| La lettre du GERPISA | no 103 (mai 1996) |
Note d'ouvrage - Nicolas Hatzfeld
En introduction, Colin Crouch et Wolfgang Streek étudient la capacité de l'État-nation à gouverner aujourd'hui. Les États s'affaiblissent en général, et particulièrement dans l'Union Européenne avec les transferts de responsabilité. Cela favorise les capitalismes nationaux à faible intervention étatique et à institutions informelles. La déréglementation risque surtout de dissoudre les instances publiques et internationales de régulation.

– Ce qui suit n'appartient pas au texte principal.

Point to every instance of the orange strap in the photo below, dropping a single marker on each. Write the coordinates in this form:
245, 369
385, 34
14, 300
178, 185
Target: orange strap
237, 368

Les autres chapitres examinent les particularités nationales. Ronald Dore montre que le système japonais est très marqué par des régulations institutionnelles, informelles et des liens communautaires, qui sont non pas "naturels" mais construits. La théorie néo-classique exprime la réalité américaine, qu'il est illusoire de vouloir plaquer au Japon. Wolfgang Streek présente l'assemblage institutionnel complexe et très fragile du capitalisme allemand qui, selon lui, avait trouvé ses limites dès avant la réunification. Le choc de celle-ci risque d'accentuer les chances du modèle anglo-saxon de s'imposer, malgré la performance du modèle "rhénan". Pour Jonas Pontusson, le modèle suédois, mort dans les années quatre-vingt, risque aussi de donner place à un système néolibéral, et les chances d'une évolution vers le type allemand sont limitées. Robert Boyer présente le capitalisme étatique français et son évolution depuis le tournant de 1983. Il envisage quatre possibilités de recomposition : retour à un fordisme étatique, modèle rhénan improbable, re-configuration étatiste ou capitalisme de marché, et conclut que de toutes façons, le particularisme français régressera. Marino Regini voit le cas italien comme un modèle spécifique combinant plusieurs stratégies de marché, et dans lequel les institutions jouent un rôle souvent sous-estimé. L'évolution du capitalisme britannique est selon Andrew Graham un échec, dû au dogmatisme idéologique de ses dirigeants conservateurs. Rogers Hollingsworth montre une économie américaine sapant ses propres bases institutionnelles et la cohésion de sa société. Il en tire un pronostic réservé. Enfin, Jean-Paul Fitoussi explique que l'Europe de l'Est s'est vu infliger brutalement un dogme libéral qui n'existe pas à l'Ouest.
Dans les trois chapitres de clôture : Philippe d'Iribarne insiste sur l'immersion de toutes les économies, y compris la libre concurrence anglo-saxonne, dans des ensembles culturels et institutionnels, et sur l'importance des régulations extra-marchandes aujourd'hui menacées. Philip Cerny présente, dans le contexte actuel d'internationalisation de la finance, le dilemme entre la déréglementation et des formes nouvelles, internationales ou transnationales, de re-réglementation. Enfin Susan Strange interpelle une grande partie des coauteurs qui, selon elle, exagèrent le rôle des institutions : le changement actuel est porté par des facteurs communs aux différents pays et mène à une uniformisation, selon des principes auxquels certains pays s'adapteront mieux que d'autres.